Some opponents of Boehner’s approach want funding for immigration-related agencies to expire in January so the new Republican-led Congress can defund parts of the agency tasked with carrying out Obama’s orders. Boehner may agree to move the date to February, according to a Republican aide who sought anonymity to describe the private talks.

Obama Encouraged

Obama said yesterday he was encouraged by statements from Boehner and McConnell about preventing another shutdown, “and I take them at their word.”

“The one thing I can say for certain is that no one benefits by the government shutting down,” the president told members of the Business Roundtable in Washington.

In the Senate, Majority Leader Harry Reid said he would be open to Boehner’s approach if Republican leaders could gather enough House votes to advance it.

Still, some Republicans in Congress are insisting on an immediate fight over Obama’s immigration orders by holding up funding for immigration-related agencies starting next week.

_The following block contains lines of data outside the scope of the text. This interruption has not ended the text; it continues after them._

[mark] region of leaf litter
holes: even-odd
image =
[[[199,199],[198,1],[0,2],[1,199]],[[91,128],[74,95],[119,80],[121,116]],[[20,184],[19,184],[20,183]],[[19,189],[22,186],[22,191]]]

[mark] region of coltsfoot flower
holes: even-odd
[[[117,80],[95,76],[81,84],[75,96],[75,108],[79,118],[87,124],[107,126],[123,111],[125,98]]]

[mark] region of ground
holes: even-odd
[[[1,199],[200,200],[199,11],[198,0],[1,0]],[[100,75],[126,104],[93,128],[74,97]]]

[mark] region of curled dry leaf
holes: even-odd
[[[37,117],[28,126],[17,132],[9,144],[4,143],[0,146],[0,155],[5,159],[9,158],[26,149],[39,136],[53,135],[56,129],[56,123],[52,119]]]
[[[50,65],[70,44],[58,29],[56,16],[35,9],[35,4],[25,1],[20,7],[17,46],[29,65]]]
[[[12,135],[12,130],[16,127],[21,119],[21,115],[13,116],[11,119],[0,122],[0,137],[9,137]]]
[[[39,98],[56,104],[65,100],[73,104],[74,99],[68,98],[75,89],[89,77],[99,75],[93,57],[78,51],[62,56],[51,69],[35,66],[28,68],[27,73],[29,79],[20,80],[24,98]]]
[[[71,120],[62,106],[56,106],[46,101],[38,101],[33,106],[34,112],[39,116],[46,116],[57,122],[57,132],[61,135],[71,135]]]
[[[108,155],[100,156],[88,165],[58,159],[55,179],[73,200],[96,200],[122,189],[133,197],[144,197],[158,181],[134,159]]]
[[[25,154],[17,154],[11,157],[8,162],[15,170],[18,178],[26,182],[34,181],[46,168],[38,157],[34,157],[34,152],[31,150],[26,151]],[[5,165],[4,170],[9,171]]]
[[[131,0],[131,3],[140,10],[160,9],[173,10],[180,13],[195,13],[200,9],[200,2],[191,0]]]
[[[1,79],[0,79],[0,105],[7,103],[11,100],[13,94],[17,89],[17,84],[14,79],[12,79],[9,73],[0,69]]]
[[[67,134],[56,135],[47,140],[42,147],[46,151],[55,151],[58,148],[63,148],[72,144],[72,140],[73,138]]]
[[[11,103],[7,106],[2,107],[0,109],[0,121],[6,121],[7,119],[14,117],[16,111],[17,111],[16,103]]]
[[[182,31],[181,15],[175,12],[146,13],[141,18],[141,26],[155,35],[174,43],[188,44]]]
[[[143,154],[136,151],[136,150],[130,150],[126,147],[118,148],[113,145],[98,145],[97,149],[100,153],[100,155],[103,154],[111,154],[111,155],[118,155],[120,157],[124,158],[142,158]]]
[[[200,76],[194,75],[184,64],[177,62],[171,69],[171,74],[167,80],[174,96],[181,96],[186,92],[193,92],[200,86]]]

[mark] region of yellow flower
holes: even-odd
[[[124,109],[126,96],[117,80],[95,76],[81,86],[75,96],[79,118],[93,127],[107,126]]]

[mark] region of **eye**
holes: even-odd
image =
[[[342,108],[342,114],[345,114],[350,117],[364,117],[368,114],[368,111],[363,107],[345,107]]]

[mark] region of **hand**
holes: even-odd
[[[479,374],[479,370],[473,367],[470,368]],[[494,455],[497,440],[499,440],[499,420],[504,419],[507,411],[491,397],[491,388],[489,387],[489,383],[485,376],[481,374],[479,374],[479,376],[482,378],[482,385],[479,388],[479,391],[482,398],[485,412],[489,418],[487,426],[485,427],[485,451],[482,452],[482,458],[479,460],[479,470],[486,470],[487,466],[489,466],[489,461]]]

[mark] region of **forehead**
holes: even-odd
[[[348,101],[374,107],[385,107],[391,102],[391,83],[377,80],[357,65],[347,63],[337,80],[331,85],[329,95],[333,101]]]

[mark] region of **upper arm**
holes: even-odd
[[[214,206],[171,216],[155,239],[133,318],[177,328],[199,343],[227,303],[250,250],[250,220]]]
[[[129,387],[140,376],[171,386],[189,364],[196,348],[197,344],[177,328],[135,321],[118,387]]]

“The entire constitutional structure is at stake,” Senator Jeff Sessions, an Alabama Republican who opposes the funding measure, said today. “I don’t think it’s dawned on people” and “I don’t think we should be timid about it.”

At a news conference yesterday, Senator Ted Cruz of Texas said passing a symbolic bill against the deportation orders would be a “meaningless show vote.”

Cruz, who led the drive for the 2013 shutdown, said Congress should pass a short-term spending bill that blocks Obama’s immigration orders through funding for the Department of Homeland Security and Department of Justice.

Block Confirmations

Cruz also said the Senate should block confirmations for all non-national security presidential appointments.

Reid said the Senate won’t consider the House bill being voted on today, H.R. 5759, which would deny the president authority to protect undocumented immigrants in the U.S. from deportation.

Obama announced Nov. 20 that he would temporarily halt deportations for about 5 million undocumented immigrants in the U.S. His directive will defer for three years the deportation of people who came to the U.S. as children as well as parents of children who are citizens or legal permanent residents.

The Department of Homeland Security will streamline the visa process for foreign workers and their employers and give high-skilled workers more flexible work authorization.